Now, it seems to me that the critical values of $L(\operatorname{Sym}^2 f, s)$ (in the sense of Deligne) should be the odd integers in the range $1 \le s \le k-1$, and the even integers in the range $k \le s \le 2k-2$. If you twist the symmetric square by a Dirichlet character $\chi$ with $\chi(-1) = -1$, then the parity flips and you see even integers in $\{1, \dots, k-1\}$ and odds in $\{k, \dots, 2k-2\}$.

What's puzzling me is an assertion in Hida's paper "P-adic L-functions for base-change lifts from GL(2) to GL(3)" (see link, page 93 onwards). Hida works with a different $L$-function, a shifted version of the adjoint $L$-function; so his $L$-function is $L(\operatorname{Sym}^2(f) \otimes \varepsilon_f^{-1}, s)$ in my notation. Thus the critical values of Hida's $L$-function, by my computation, should be the integers in $\{1, \dots, k-1\}$ with the opposite parity to $k$, and the integers in $\{k, \dots, 2k-2\}$ with the same parity as $k$ (so the "near-central" values $k-1$ and $k$ are always critical).

However, Hida states on p96 of his paper that the critical values of his $L$-function are the odd integers in $\{1, \dots, k-1\}$ and the even ones in $\{k, \dots, 2k-2\}$, regardless of the parity of $k$. Have I got this computation wrong, or is this a mistake in Hida's paper?
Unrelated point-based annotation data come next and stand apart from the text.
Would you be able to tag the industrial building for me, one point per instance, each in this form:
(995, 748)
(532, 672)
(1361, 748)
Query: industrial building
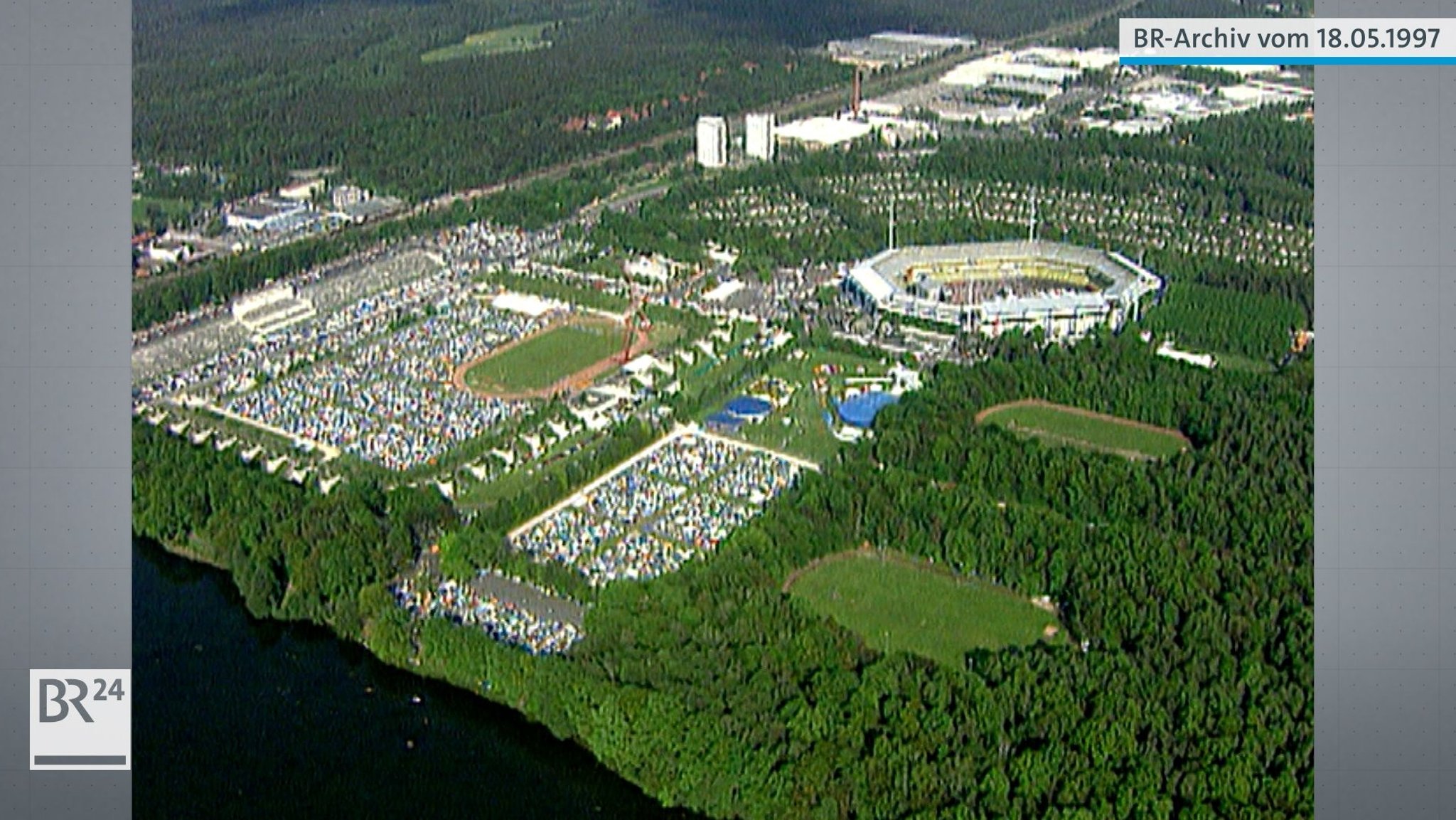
(265, 215)
(1042, 72)
(759, 136)
(712, 142)
(894, 48)
(1002, 286)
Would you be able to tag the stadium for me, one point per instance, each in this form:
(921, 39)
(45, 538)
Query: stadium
(1005, 286)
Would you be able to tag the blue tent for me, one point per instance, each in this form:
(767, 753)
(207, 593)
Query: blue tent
(749, 408)
(861, 411)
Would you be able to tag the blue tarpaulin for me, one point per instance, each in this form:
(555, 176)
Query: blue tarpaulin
(861, 411)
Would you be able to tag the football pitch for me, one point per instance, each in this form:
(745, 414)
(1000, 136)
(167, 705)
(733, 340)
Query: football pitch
(1075, 427)
(545, 358)
(897, 603)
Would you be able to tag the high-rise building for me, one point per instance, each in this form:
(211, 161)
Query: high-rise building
(712, 142)
(759, 136)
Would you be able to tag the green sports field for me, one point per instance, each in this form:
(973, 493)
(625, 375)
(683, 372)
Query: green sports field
(543, 360)
(896, 603)
(1079, 429)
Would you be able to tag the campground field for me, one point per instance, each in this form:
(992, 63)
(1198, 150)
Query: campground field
(1075, 427)
(894, 602)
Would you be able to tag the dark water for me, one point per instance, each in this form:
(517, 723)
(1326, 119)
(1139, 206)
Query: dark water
(261, 720)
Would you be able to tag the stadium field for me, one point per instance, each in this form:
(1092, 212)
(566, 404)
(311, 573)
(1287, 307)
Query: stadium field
(1075, 427)
(545, 358)
(894, 602)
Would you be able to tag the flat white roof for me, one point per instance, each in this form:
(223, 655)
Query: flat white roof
(724, 290)
(872, 283)
(523, 303)
(823, 130)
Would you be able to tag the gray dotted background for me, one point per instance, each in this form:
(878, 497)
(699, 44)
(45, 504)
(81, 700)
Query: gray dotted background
(1385, 433)
(65, 316)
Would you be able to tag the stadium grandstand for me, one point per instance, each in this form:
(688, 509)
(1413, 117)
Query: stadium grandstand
(271, 311)
(1002, 286)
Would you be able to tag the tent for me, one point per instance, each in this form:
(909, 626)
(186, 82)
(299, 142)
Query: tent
(861, 411)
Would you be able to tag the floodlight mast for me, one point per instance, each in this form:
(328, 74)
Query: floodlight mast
(892, 222)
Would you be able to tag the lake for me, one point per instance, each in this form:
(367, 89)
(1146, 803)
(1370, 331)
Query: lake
(233, 717)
  • $\begingroup$ What is the answer for $k=2$? Here $s=2$ is critical. $\endgroup$ – kantelope Sep 8 '15 at 9:33
  • $\begingroup$ For $k$ even there is no difference between Hida's statement and my computations. The issue is only for $k$ odd. $\endgroup$ – David Loeffler Sep 8 '15 at 9:34
  • $\begingroup$ Magma claims (I know not how) that for $k=5$, the critical points are 6,8, and when I twist it by some character $\epsilon_f^{-1}$ who has $\epsilon(-1)=-1$, then they become 5,7. $\endgroup$ – kantelope Sep 8 '15 at 9:47
  • $\begingroup$ Magma agrees with me and disagrees with Hida, then. (Magma only seems to give critical values in the right half of the $s$-plane, which is weird; I can't find any description of the CriticalPoints function in the Magma docs, so it's not clear if this is intended behaviour or a bug.) $\endgroup$ – David Loeffler Sep 8 '15 at 9:50
  • $\begingroup$ Reading Hida, is there any link between $\chi$ at the top of page 96 and anything previous? You seem to interpret it as the character of the form, but I do not see this explicitly. $\endgroup$ – kantelope Sep 8 '15 at 10:15

I have not yet checked Hida's normalization, but I think you're right about the critical range.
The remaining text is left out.